Brian Quinton

Personal information
- Full name: Brian Quinton
- Born: 14 April 1963 (age 61)

Playing information
- Position: Wing
Club
| Years | Team | Pld | T | G | FG | P |
| 1987 | St George Dragons | 4 | 0 | 0 | 0 | 10 |
| 1988–89 | Newcastle Knights | 28 | 6 | 16 | 0 | 56 |
| 1995 | Gold Coast | 2 | 0 | 0 | 0 | 0 |
|  | Total | 34 | 6 | 16 | 0 | 66 |
- Source: As of 5 February 2019

= Brian Quinton =

Australian rugby league footballer

Brian Quinton is a former professional rugby league footballer who played in the 1980s and 1990s. He played for the St. George Dragons in 1987, he was part of the inaugural Newcastle Knights squad from 1988–89 and ended his professional career with the Gold Coast Seagulls in 1995.

==Playing career==
Quinton made his first grade debut for St George in Round 6 1987 against Illawarra.

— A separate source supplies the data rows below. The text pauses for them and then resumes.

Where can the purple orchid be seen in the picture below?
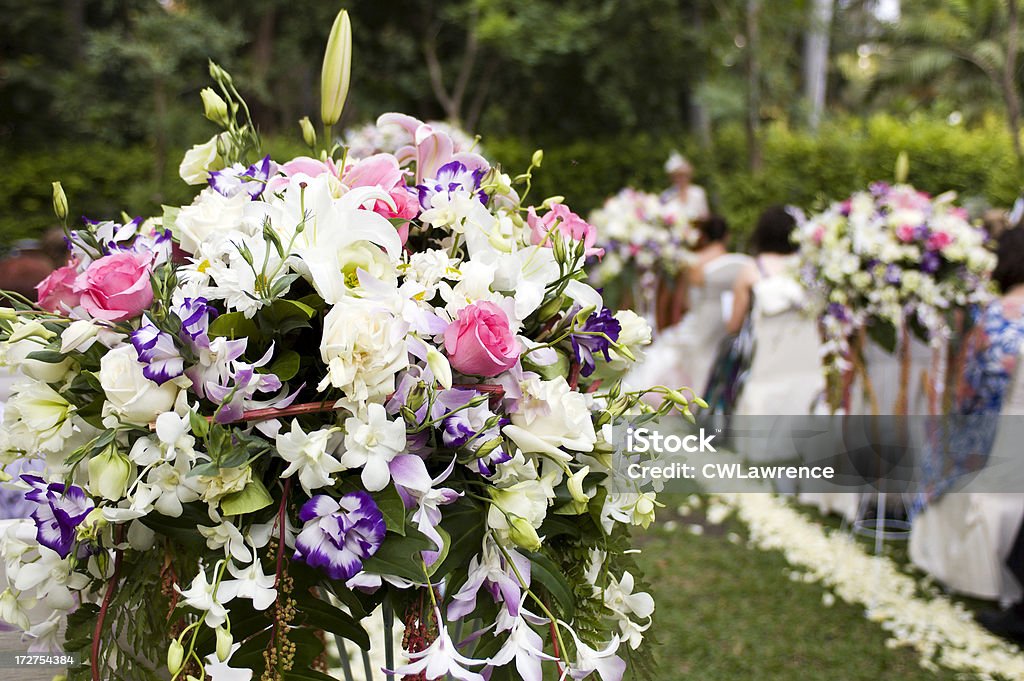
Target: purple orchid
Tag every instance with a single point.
(339, 535)
(491, 570)
(586, 344)
(59, 510)
(470, 427)
(452, 178)
(196, 314)
(157, 350)
(417, 488)
(930, 262)
(237, 179)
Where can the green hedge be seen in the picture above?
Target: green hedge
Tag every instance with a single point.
(799, 169)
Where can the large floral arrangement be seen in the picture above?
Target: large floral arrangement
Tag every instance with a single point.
(398, 133)
(890, 259)
(642, 236)
(322, 387)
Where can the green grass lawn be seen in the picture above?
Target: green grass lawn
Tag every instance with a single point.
(727, 612)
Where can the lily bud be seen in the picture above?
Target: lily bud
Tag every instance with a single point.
(337, 70)
(224, 642)
(440, 367)
(109, 474)
(552, 201)
(215, 108)
(59, 202)
(576, 485)
(523, 535)
(308, 134)
(902, 167)
(175, 656)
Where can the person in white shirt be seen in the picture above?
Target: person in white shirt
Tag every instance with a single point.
(691, 196)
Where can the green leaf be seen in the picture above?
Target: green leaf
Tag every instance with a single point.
(200, 426)
(251, 499)
(465, 523)
(548, 573)
(324, 615)
(400, 556)
(392, 508)
(233, 325)
(49, 356)
(286, 366)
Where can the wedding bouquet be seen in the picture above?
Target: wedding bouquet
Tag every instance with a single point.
(326, 385)
(888, 257)
(642, 236)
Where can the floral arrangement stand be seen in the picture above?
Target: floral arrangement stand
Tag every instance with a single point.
(327, 386)
(892, 269)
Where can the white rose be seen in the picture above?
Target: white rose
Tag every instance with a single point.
(552, 416)
(16, 354)
(364, 347)
(36, 418)
(130, 395)
(199, 161)
(209, 216)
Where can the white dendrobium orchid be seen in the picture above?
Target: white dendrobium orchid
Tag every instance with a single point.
(204, 596)
(372, 443)
(440, 660)
(364, 348)
(523, 645)
(309, 455)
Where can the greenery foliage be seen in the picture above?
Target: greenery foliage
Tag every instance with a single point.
(801, 169)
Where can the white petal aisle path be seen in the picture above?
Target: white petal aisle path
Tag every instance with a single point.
(942, 631)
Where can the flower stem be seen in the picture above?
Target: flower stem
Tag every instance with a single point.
(111, 586)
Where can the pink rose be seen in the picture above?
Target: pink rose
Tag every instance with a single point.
(479, 342)
(569, 224)
(55, 293)
(116, 287)
(905, 232)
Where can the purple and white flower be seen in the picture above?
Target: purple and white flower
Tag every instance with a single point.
(595, 336)
(157, 350)
(338, 536)
(440, 660)
(452, 178)
(59, 510)
(238, 179)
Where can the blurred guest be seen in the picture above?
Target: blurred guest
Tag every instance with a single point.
(692, 197)
(682, 354)
(785, 375)
(966, 540)
(26, 266)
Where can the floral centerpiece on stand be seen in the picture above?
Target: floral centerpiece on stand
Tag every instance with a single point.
(889, 263)
(644, 240)
(396, 134)
(328, 385)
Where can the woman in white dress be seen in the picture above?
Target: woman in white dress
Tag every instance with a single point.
(785, 376)
(692, 197)
(683, 353)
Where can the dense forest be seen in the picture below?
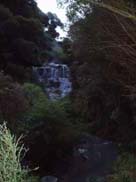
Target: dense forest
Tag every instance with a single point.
(100, 51)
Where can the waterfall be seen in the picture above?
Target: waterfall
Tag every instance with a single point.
(55, 79)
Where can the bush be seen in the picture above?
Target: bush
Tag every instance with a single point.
(12, 100)
(10, 156)
(125, 169)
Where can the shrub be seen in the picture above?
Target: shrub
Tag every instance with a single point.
(10, 156)
(125, 169)
(12, 100)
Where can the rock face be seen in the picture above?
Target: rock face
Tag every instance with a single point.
(55, 79)
(49, 179)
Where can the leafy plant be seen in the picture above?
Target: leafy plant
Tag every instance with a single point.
(11, 152)
(125, 169)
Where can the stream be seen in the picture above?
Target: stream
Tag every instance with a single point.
(93, 157)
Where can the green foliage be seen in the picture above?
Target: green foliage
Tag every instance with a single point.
(12, 100)
(11, 153)
(23, 37)
(48, 125)
(125, 169)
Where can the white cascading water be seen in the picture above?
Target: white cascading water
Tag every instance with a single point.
(55, 78)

In 1988, Quinton signed with Newcastle and played in the club's first ever match, a 28-4 loss against Parramatta. Quinton finished the 1988 season as joint top try scorer. Quinton played on with Newcastle in 1989 before departing at the end of that season.

In 1995, Quinton joined the Gold Coast and played in 2 matches for the club, a 50-10 loss against North Sydney in Round 1 and a 28-8 loss against Manly-Warringah in Round 2 1995.